By: ALEXACTUS T KAURE

NEXT week is Workers’ Day (1 May) and it would be interesting to hear what the union leadership will be telling their ‘loyal folk’. Because last year was not the best of times for workers in Namibia and South Africa. We witnessed widespread workers’ strikes, protests and demonstrations in these two countries, which were suppressed, sometimes harshly.

In the case of Namibian we witnessed the teachers’ strikes that almost brought the educational system down, the nurses’ strikes and, of course, the pilot strike. The demands were usually about salary increases and better working conditions.
When he came to power in 2008 President Jacob Zuma inherited a country that was beset by strikes but these got even worse under his leadership. The strikes have been escalating since 2010, culminating in the civil service strike that almost crippled the South African economy.
There has been considerable repression of popular protest during most of those protests both here and in SA. The Marikana incident was a dramatic and a painful tragedy and was, in my view, the final denouement and helped to broadcast the coming of the “African Spring’.
Whether or not the workers and the labour movement learnt a lesson from the Marikana tragedy is a moot question. My interest is with the broader issues confronting workers and the masses generally who, by now, are supposed to have realised that the lines have been drawn between the ‘haves’ and ‘have-nots’.
But one thing that came out during those demonstrations and strikes last year is that people have started to lose faith and trust in their respective unions’ leadership. The striking teachers, in Namibia, for example, said they were fighting on their own without Nantu [Namibia National Teachers’ Union] and it was the same in the case of Lonmin Mine where the workers basically snubbed their union and instead chose their own representatives to negotiate directly with the company. Last year’s teachers’ strike in Namibia, for example, led to the formation of the Workers Union of Namibia.

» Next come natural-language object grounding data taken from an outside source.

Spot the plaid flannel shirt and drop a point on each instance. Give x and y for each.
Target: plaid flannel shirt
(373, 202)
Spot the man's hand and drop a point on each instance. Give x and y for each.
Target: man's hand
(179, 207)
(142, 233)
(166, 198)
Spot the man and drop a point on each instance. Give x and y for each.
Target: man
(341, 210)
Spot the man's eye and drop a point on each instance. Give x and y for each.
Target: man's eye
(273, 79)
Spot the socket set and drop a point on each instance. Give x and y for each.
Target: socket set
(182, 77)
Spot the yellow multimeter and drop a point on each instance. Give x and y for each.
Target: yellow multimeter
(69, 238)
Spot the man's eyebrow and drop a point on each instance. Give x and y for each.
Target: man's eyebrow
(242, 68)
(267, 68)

This year Workers’ Day should be an opportune moment for the workers and their unions to take stock, reflect and map out alternatives. In my view the unions’ leadership has done a lot of damage to the broader labour movement by aligning and thus allowing itself to be co-opted within the structures of the ruling parties.
Arguing from a normative and idealised conception of civil society, I would maintain that civil society is not a thing, forum or actor but a kind of an empty social space recognised and protected by formal state and constitutional guarantees of individual rights and liberties and open to multiple uses by an equal and free citizenry.
I also posit that formal recognition by the state doesn’t always guarantee an active civil society or compensate actors for loss of real importance on the ground and it carries the possibility of getting entangled in a whole web of political patronage. The labour movement in Namibia under the umbrella of the NUNW [National Union of Namibian Workers] represents this kind of scenario.
The present labour movements were initiated by the current ruling parties, during the years of the anti-colonial struggle, and have since been aligned, co-opted and entangled in the agenda of the ruling parties and their neo-liberal ideologies which are inimical to the interests of the working people. The unions’ leadership doesn’t seem to have a problem with this arrangement.
Thus all civil society actors that are aligned to political parties and with state structures have effectively closed that important empty public space between state and society within which civil actors are supposed to operate from. What this mean is that labour has been drafted into politics without it in turn putting any demands on the political establishment.
It is one thing for a civil society actor to blindly align itself with a political party and quite another to support a specific policy initiative that would be beneficial to the everyday needs of its members. The labour movement and other civil actors in Namibia and SA must understand this finer distinction. Thus the labour movement here is nothing but a stepping stone into higher political offices.
That’s why the NUNW, for example, has been conspicuously silent on major issues that affect the masses and working people like corruption and the perennial under-hand deals at our parastatals, such as  the recent scandalous ones at Namibia Airports Company where a labour consultant, Brian Nalisa, is said to have received a cool N$7 million for less than five month’s work.
The respective unions’ leadership in Namibia and SA have effectively derailed and thus suspended genuine workers’ struggles for their own political and economic self-interests.